Many people make it a policy to eat blackeye peas on New Year's Day for good luck. We do, too. But let's face it, I don't think blackeye peas by themselves are very good, even when seasoned with ham and Tabasco. Many people just serve blackeye peas over rice. But this Hoppin' John is really good and is a great accompaniment to many dishes. And it's got the ingredients for good luck for the coming year: blackeye peas for pocket change and collard greens for folding money.

So where does a goofy name like Hoppin' John come from? Well, I think the most reasonable explanation is that in Creole Country, where the dish originated, blackeye peas are called "pigeon peas". In French, that is pois pigeons, which is pronounced "pwah peeJON". Good enough for me.

This recipe is one of the best I've ever tasted, given to me by my sister-in-law Martha. Our extended family had it with crown roast of pork for New Year's Day dinner.

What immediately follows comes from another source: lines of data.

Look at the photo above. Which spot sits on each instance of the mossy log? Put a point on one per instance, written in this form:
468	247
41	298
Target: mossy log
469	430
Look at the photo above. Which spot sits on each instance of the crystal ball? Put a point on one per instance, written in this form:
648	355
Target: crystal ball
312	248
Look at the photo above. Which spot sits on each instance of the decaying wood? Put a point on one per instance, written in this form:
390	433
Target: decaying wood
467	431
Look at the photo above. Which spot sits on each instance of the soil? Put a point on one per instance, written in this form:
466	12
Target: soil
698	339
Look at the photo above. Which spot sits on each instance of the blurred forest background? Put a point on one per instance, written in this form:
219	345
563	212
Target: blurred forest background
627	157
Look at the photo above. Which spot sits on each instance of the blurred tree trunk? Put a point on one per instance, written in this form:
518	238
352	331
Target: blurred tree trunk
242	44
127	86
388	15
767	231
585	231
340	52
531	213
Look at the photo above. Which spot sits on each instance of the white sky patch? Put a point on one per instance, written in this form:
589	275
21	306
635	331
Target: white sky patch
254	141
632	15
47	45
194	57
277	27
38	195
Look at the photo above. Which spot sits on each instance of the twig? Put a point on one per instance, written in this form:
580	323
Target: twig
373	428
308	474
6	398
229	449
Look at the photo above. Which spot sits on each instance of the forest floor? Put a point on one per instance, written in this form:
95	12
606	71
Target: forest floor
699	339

It was a huge success, and from now on, this is our Hoppin' John recipe.

3 cartons fresh blackeye peas, or two 15 ounce cans, or two packages frozen
2 ham hocks, cooked and shredded (or leftover ham)
1 large chopped onion

1 green pepper, chopped
3 cups cooked white rice
3 cups thawed cooked collard greens
1 teaspoon salt
1/2 teaspoon black pepper
1 teaspoon cayenne pepper
(or more)

Score the rind of the ham hocks with a knife, and then boil them in enough water to cover them for 1/2 hour or more. The reason the ham hocks are better used in this recipe than the ham pieces is that the water the hocks boil in gets a great flavor that is missing otherwise.

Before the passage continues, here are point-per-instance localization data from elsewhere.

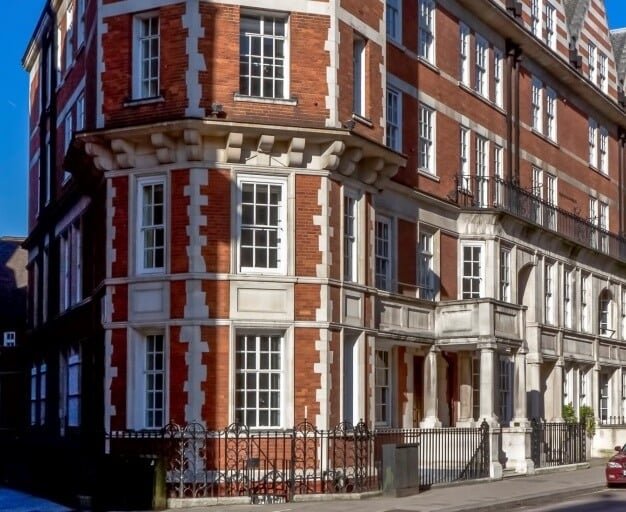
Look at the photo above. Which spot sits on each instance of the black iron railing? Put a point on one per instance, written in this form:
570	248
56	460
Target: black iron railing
445	454
494	193
557	444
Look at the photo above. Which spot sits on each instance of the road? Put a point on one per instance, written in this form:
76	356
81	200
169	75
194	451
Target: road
609	500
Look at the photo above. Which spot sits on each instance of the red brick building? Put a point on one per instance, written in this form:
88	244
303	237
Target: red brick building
409	213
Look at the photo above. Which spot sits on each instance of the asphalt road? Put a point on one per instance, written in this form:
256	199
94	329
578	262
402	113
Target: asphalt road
609	500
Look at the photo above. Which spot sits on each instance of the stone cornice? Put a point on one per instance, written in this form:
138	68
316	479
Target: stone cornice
190	141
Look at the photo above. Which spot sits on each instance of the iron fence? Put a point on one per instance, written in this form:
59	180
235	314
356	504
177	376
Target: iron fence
476	192
557	444
445	454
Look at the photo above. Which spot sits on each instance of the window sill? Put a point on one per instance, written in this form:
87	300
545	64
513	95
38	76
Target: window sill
259	99
429	175
143	101
362	120
429	64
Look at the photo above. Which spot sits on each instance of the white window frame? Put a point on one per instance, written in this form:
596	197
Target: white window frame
146	86
475	279
426	266
144	228
551	114
383	387
505	274
549	290
384	253
259	348
550	25
464	138
359	49
394	118
350	235
394	20
268	24
426	156
426	34
537	105
464	39
498	74
279	227
481	66
568	298
591	62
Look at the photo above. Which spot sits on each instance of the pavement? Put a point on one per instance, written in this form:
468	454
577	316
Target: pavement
502	495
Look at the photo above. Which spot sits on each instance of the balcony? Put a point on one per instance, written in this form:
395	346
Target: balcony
496	194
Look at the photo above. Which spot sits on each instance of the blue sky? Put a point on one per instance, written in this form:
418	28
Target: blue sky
16	26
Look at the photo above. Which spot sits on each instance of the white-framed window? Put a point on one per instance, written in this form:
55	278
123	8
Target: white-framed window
602	73
498	74
551	199
350	229
151	224
482	171
263	56
498	173
426	45
593	145
383	238
584	302
591	62
426	267
537	192
80	20
550	25
603	145
464	158
394	119
383	387
358	75
506	389
568	299
80	113
262	224
67	138
394	20
481	67
549	290
426	139
154	381
537	105
535	17
605	314
146	51
551	112
259	379
472	278
505	274
70	265
464	38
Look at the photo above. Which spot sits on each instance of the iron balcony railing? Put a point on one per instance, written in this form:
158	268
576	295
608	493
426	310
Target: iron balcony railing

Remove and drain the ham hocks, and when they are cool enough to handle, tear them apart, discarding all but the pieces of ham. Shred or chop up the larger pieces of ham. Meanwhile, if you don't already have some leftover rice, fix some.

Boil the peas in the same water that you cooked the ham hocks in, until they are tender to the bite. (Canned peas will cook faster; dried peas take longer.)

Sauté the onion and green pepper in a little oil in a skillet for a few minutes and add to the peas. Add the ham, greens, and rice, and heat to meld the flavors.

Serve it as a side dish, or over corn bread. It's also really good seasoned with Tabasco or with a spoonful of salsa on top. Enjoy the food and the good luck!